This article was originally published in SDMETRO Daily Business Report, Thursday, Nov. 10, 2106.
San Diego State University has unveiled a formal campus entrance that is intended to further enhance SDSU’s unique architectural beauty.
The Clay Gateway at Montezuma Road and Campanile Drive is named for Nikki (’67, ’72) and Ben Clay (’69), whose contributions of time and treasure have strengthened the university over many decades.
“The idea of having a place of arrival has been a long time coming,” Ben Clay said.
The Clays met at SDSU. They were public administration majors and lived in sorority/fraternity houses on Montezuma Road, within walking distance of where the Clay Gateway now stands.
Both were members of Associated Students, and Ben was involved in financing the construction of the first Aztec Student Center, which became the first student union in the California State University system.
Nikki worked to organize and grow the SDSU Alumni Association and was an early member of the Campanile Foundation, the philanthropic foundation created in 1999 to manage SDSU’s then-nascent fundraising efforts.
Building an alumni center was one of SDSU’s earliest fundraising initiatives. President Emeritus Stephen Weber asked the Clays to tour Ohio State University, which at the time had recently built an alumni “home” on campus.
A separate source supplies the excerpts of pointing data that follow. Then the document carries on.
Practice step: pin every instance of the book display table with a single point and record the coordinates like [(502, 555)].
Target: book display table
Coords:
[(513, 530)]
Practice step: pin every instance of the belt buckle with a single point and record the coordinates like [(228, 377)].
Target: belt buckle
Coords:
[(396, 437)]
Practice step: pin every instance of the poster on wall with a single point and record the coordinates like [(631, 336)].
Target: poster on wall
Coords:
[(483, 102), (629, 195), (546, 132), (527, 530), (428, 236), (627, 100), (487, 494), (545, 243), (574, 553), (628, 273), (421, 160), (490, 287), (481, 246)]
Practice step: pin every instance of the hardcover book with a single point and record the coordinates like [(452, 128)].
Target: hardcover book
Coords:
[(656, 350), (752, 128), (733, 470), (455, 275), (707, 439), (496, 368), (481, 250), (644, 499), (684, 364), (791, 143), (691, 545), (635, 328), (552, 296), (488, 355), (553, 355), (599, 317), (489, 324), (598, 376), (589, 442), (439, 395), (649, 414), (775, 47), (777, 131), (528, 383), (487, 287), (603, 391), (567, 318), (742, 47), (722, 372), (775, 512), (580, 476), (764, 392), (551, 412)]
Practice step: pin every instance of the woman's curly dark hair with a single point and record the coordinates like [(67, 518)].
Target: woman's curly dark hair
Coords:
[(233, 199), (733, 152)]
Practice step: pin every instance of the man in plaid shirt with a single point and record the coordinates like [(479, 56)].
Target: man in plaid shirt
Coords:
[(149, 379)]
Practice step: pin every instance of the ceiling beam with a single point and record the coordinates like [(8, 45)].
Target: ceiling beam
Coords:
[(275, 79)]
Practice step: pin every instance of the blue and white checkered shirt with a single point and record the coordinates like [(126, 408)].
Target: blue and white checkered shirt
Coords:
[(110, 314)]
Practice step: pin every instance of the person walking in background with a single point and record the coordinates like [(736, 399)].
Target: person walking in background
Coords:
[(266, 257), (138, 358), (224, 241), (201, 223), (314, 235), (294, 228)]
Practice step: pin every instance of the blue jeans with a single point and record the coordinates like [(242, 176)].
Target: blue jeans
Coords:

They returned to San Diego with a vision and became not only donors, but also fundraisers for the Parma Payne Goodall Alumni Center.
“There is real meaning in giving to San Diego State,” Nikki Clay said. “It’s the engine that runs San Diego.”
The Clays continue to support SDSU by providing scholarships for students in the School of Public Administration and fundraising for the Thomas B. Day Quad, part of the Engineering and Interdisciplinary Sciences Complex currently under construction on campus.
The Clays also established the Ben and Nikki Clay Presidential Scholarship, a $300,000 endowment to support high-achieving students, an increasing percentage of SDSU’s student population.
“The naming of the Clay Gateway recognizes Nikki’s and Ben’s many contributions to SDSU,” said Tom McCarron, vice president for business and financial affairs. “Fittingly, the words on its pillars define the campus as a destination for students who aspire to follow in the Clays’ footsteps: ‘Through these gates will pass our future leaders.’”
The prime on this project was SGPA Architecture and Planning and KTU+A Planning and Landscape Architecture was the sub.